I love the way art questions our belief systems, gets us thinking differently, inspires us to change. I’d like my kids to feel the same.
But I don’t love art enough to rush through white spaces, being shushed at by attendants as my monsters rampage past ‘do not touch’ signs, whining for food, juice or a nappy change.
So hoorah for Santiago’s Artequin, a child friendly arts centre.
It’s worth a trip for the beautiful preserved building alone.
The ‘Paris Pavilion’ was made for the 1889 Paris exhibition, then transported to Chile. The zinc and iron structure was crafted in honour of Latin American architectural styles and specifically designed to be moved after the exhibition.
Today it’s one of five Artequin arts centres dotted across Chile.
Don’t go expecting fine art. The works exhibited on the walls are prints only and sculptures are reproductions.
The main attraction here is the workshops on offer.
We rocked up and took part in lots of arty activities.

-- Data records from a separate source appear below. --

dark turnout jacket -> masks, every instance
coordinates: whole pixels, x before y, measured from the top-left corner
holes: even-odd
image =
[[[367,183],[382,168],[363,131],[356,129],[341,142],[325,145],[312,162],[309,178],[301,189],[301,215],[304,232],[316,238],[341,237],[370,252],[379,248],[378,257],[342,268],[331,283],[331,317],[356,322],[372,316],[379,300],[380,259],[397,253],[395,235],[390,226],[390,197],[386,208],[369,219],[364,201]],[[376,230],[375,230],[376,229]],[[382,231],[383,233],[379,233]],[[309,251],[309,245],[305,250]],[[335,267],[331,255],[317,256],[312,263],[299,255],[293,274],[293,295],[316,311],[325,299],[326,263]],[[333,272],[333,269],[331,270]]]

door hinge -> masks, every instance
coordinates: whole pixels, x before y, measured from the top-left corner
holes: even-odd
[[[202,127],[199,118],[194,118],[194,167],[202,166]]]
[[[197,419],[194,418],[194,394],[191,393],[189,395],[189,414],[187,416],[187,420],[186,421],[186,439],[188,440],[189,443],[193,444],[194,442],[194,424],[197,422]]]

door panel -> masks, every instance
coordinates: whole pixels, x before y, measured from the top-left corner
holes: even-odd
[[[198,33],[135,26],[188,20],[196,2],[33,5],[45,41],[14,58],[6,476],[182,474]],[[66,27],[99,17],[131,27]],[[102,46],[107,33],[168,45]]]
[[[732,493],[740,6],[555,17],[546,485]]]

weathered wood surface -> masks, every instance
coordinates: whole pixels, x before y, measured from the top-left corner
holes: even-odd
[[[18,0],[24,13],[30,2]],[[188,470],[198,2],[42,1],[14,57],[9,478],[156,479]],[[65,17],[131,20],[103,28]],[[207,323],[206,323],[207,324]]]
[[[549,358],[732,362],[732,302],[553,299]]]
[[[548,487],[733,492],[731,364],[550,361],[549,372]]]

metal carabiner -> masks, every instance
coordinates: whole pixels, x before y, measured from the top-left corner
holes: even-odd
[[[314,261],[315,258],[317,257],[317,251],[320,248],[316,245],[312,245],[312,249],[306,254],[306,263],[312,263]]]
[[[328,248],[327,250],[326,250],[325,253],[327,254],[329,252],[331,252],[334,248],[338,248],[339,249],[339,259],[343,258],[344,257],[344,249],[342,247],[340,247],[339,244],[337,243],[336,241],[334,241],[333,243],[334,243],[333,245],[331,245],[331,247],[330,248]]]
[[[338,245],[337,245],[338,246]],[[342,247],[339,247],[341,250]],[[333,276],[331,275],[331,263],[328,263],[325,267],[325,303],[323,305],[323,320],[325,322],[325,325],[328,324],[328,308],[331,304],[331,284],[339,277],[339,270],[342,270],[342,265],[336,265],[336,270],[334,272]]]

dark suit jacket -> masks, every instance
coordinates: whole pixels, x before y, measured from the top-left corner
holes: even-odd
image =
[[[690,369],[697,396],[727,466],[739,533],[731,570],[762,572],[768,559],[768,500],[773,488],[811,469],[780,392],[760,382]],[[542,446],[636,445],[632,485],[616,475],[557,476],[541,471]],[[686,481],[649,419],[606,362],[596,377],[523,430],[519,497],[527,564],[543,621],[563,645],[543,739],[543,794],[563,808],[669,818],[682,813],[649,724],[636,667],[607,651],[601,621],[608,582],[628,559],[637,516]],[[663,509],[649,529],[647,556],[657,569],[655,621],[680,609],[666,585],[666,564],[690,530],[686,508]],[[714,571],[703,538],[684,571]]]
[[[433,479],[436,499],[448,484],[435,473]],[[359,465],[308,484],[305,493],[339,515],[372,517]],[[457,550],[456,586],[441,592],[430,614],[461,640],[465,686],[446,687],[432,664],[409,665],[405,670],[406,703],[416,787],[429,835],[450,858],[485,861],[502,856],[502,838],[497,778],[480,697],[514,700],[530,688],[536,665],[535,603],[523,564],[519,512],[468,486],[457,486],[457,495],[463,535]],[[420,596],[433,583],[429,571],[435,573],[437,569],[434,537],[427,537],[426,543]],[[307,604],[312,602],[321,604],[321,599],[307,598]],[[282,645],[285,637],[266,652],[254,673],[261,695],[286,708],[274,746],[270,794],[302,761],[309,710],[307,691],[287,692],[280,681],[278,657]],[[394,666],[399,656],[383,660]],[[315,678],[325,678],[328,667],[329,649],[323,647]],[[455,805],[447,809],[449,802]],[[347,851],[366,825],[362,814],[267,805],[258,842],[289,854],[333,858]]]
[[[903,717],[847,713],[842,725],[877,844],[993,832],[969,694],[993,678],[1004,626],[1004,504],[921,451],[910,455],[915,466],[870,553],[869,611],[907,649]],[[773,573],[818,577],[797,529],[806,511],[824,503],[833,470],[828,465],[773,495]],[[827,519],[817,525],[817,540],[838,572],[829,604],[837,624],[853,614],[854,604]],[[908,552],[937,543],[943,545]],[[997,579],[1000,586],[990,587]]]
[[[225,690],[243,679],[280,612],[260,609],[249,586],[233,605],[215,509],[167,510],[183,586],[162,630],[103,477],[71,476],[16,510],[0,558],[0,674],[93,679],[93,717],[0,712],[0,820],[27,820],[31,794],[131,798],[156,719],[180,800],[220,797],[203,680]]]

We explored the sounds of the nature hidden under boxes, we felt our way along dozens of different brightly coloured materials, we made a collage and a paper sculpture.
Staff were engaging, fun and very patient.
For those with the foresight to reserve, there are a range of more in depth workshops, but our kids were content to colour, stick, draw, tear and create.
Some of the activities were perhaps more geared towards older kids, but it’s also a fabulous place for preschoolers and babies, with lots of bright colours and sensory fun.
There’s a small cafeteria, but the choice is very, very limited (it doesn’t even serve coffee), so bring your own food and enjoy the sunshine outside.
We visited on a bank holiday and were surprised just how quiet it was.
Sebastian even learnt a thing of two. On returning home with his paper penguin I asked him if he’d like to be an artist when he grew up. He replied: ‘No mummy, a penguin’.
Need to know:
Open from Tuesday to Friday from 9am – 5pm and on Saturdays, Sundays and bank holidays from 11am – 6pm. Closed on Mondays and throughout February.
As mentioned, the cafe options are very limited, so pack your own food and drink.
Entrance is charged at $1500 per adult, and $1000 for children, students and senior citizens. Children under one are free.
Take cash. Stupidly this place doesn’t accept cards and the nearest ATM is quite a trek.
There is ample parking across the road near the park (take cash for the attendants).
The children’s activities take place on the third floor and there was no lift in sight, so maybe best to leave the buggy at home. Unless I missed something, I can’t see this place being very disabled friendly, alas.